Donovan                 Expires November 20, 2016              [Page 10]
Internet-Draft   Diameter Agent Overload and Peer Report        May 2016

   o  Algorithm specific input data (for example, the Reduction
      Percentage for the Loss Abatement Algorithm)

5.2.1.2.  Reacting Node Peer Report OCS

   A DOIC node that supports the OC_PEER_REPORT feature SHOULD maintain
   Reacting Node Peer Report OCS for each peer with which it
   communicates.  This is used to record overload reports received from
   peer nodes.

   A Reacting Node Peer Report OCS entry is identified by the
   DiameterIdentity of the peer as communicated during the RFC6733
   defined Capability Exchange procedure.

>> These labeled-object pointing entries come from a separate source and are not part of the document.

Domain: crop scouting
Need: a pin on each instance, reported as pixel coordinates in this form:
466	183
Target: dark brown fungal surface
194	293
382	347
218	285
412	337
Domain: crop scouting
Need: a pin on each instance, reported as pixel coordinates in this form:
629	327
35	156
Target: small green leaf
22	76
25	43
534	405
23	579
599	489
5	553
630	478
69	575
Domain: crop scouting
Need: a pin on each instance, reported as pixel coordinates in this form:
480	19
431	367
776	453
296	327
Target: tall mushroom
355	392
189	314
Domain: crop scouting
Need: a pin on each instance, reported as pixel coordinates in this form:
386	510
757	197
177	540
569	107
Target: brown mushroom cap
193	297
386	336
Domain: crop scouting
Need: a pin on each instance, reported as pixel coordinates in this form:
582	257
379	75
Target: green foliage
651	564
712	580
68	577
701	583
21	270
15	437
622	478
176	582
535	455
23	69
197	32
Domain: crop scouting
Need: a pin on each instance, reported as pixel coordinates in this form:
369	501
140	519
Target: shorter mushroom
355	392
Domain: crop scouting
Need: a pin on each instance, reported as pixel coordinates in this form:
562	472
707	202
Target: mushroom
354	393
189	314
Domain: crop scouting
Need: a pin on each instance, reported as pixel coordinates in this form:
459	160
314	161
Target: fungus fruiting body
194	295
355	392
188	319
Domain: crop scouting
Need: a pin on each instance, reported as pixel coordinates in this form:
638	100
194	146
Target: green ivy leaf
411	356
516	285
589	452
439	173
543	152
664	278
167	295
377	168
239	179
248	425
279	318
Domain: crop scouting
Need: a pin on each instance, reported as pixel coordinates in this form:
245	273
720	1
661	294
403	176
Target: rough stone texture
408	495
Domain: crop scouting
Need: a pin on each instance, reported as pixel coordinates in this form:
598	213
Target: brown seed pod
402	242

   The Reacting Node Peer Report OCS entry MAY include the following
   information (the actual information stored is an implementation
   decision):

   o  Sequence number

   o  Expiration Time

   o  Abatement Algorithm

   o  Algorithm specific input data (for example, the Reduction
      Percentage for the Loss Abatement Algorithm)

5.2.2.  Reporting Node Maintenance of Peer Report OCS

   A reporting node SHOULD create a new Reporting Node Peer Report OCS
   entry Section 5.2.1.1 in an overload condition and sending a peer
   overload report to a peer for the first time.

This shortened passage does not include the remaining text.